ANNUEP: New main net, scaling, community results

Hi! Since last time I've done a little work on bullet, adding some new LR schedulers and allowing for the use of test datasets. I also ran a big guantlet on my old net scaling experiments, and talked to some friends about their results with different adjustments to their main-run training pipelines. I also merged a new main network to Viridithas, which I'll talk a little bit about first.

New net

Viridithas's previous neural network, gestalt, was a one-layer MLP with squared-clipped-relu activation, $f(x) = clamp(x, 0, 1)^2$ . It takes the board (represented as a 768-element binary vector), and applies a $768 \rightarrow 1536$ linear layer to generate a vector of pre-activations. Notable (and common among neural networks for chess) is that it does this twice, once for each "perspective", to generate two 1536-element vectors, which are then concatenated (side-to-move first) into a single 3072-element vector, activated with SCReLU, and then passed through a $3072 \rightarrow 1$ linear layer to compute a position evaluation.

a diagram of an NNUE architecture

Simplified diagram to give an intuition for the structure of such networks.

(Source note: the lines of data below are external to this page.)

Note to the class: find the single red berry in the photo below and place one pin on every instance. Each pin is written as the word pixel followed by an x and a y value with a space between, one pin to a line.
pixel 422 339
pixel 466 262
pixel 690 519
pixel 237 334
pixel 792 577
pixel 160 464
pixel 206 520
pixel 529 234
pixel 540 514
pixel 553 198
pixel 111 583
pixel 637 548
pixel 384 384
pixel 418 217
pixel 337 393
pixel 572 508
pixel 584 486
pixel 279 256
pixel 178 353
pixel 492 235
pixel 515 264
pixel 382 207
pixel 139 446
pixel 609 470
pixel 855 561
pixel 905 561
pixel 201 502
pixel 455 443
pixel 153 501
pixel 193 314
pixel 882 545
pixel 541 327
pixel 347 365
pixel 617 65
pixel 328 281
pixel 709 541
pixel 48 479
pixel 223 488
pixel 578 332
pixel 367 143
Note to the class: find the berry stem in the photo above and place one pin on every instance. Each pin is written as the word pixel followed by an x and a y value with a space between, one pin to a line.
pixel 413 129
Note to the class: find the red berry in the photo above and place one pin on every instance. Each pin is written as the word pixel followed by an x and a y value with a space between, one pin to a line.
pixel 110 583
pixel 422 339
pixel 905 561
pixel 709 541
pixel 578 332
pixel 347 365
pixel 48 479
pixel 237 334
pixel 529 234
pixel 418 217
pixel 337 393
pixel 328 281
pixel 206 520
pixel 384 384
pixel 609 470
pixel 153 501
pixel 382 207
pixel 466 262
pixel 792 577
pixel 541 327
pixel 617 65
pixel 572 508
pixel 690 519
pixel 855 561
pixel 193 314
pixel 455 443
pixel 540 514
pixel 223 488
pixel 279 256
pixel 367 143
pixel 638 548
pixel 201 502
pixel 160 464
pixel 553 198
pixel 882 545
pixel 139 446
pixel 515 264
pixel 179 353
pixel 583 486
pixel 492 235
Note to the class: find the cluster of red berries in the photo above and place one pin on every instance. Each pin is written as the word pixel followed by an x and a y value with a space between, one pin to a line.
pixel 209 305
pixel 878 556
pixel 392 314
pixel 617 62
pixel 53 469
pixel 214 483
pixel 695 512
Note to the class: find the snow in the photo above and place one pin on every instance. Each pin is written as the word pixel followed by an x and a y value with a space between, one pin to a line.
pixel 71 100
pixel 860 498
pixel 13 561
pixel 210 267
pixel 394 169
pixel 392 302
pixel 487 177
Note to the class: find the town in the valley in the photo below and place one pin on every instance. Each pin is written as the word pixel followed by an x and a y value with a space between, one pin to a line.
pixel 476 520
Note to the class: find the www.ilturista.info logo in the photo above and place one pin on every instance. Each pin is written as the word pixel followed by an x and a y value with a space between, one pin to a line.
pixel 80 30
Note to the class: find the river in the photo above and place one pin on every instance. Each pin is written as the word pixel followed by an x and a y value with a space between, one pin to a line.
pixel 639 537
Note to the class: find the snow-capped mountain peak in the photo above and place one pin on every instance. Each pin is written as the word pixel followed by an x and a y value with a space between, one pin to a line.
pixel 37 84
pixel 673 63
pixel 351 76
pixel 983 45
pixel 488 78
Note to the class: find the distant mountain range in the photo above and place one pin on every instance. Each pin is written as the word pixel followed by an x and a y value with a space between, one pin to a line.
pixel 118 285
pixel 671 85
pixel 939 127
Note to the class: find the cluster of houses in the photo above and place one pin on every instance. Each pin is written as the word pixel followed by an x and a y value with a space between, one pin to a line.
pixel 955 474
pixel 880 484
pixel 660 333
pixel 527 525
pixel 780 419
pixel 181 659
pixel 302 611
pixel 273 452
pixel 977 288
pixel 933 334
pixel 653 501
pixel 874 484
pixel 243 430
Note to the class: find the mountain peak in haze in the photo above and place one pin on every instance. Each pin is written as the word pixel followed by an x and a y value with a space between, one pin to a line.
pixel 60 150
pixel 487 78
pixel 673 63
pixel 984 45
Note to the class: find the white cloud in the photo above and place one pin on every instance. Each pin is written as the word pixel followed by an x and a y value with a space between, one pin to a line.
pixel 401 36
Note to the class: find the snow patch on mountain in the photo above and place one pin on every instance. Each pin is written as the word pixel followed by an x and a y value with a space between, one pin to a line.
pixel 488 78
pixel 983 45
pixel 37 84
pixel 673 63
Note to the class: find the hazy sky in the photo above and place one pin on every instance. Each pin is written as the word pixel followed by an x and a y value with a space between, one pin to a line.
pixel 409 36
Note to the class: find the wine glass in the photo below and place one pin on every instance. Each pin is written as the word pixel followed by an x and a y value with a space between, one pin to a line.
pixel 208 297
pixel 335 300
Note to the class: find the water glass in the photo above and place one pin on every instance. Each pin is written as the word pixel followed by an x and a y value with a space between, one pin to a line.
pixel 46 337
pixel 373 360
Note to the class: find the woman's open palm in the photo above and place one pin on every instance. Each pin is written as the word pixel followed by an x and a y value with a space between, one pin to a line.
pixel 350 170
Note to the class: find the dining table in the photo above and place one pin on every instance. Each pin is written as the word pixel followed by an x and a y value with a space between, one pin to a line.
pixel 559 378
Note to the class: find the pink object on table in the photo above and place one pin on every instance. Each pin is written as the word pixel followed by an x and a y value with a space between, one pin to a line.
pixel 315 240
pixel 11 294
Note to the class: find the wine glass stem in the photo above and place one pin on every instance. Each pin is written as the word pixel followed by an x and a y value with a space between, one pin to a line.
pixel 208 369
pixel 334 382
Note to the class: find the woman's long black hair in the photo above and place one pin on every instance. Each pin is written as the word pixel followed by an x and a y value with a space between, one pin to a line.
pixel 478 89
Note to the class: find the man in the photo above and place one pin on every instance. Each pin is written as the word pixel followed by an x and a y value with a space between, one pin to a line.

These networks work extremely well, particularly because you can exploit their structure to efficiently update them across similar positions. An enhancement to this design is to switch out the first layer depending on some important and rarely-changing feature of the board. For most engines, this feature is the position of the king belonging to our perspective. This allows each version of the first layer to learn how to do a good job of generating the hidden state, for only those king positions that it is assigned. For example, if you have a "bucket" allocated only to positions where "our king" is on the back rank of the chessboard, then this layer never has to waste time learning how to evaluate positions where we are using our king to guide a pawn to promotion, and can spend more time figuring out how to evaluate attacks against a castled king. This is technique is a form of Mixture of Experts, but where the gating function is not learned and instead uses a handcrafted heuristic that we know is important. Viridithas uses nine such experts in its main net.

an annotated chessboard, showing the locations of the king buckets

An example mapping from square-sets to sub-networks. Squares with the same colour are handled by the same network when our king is on those squares.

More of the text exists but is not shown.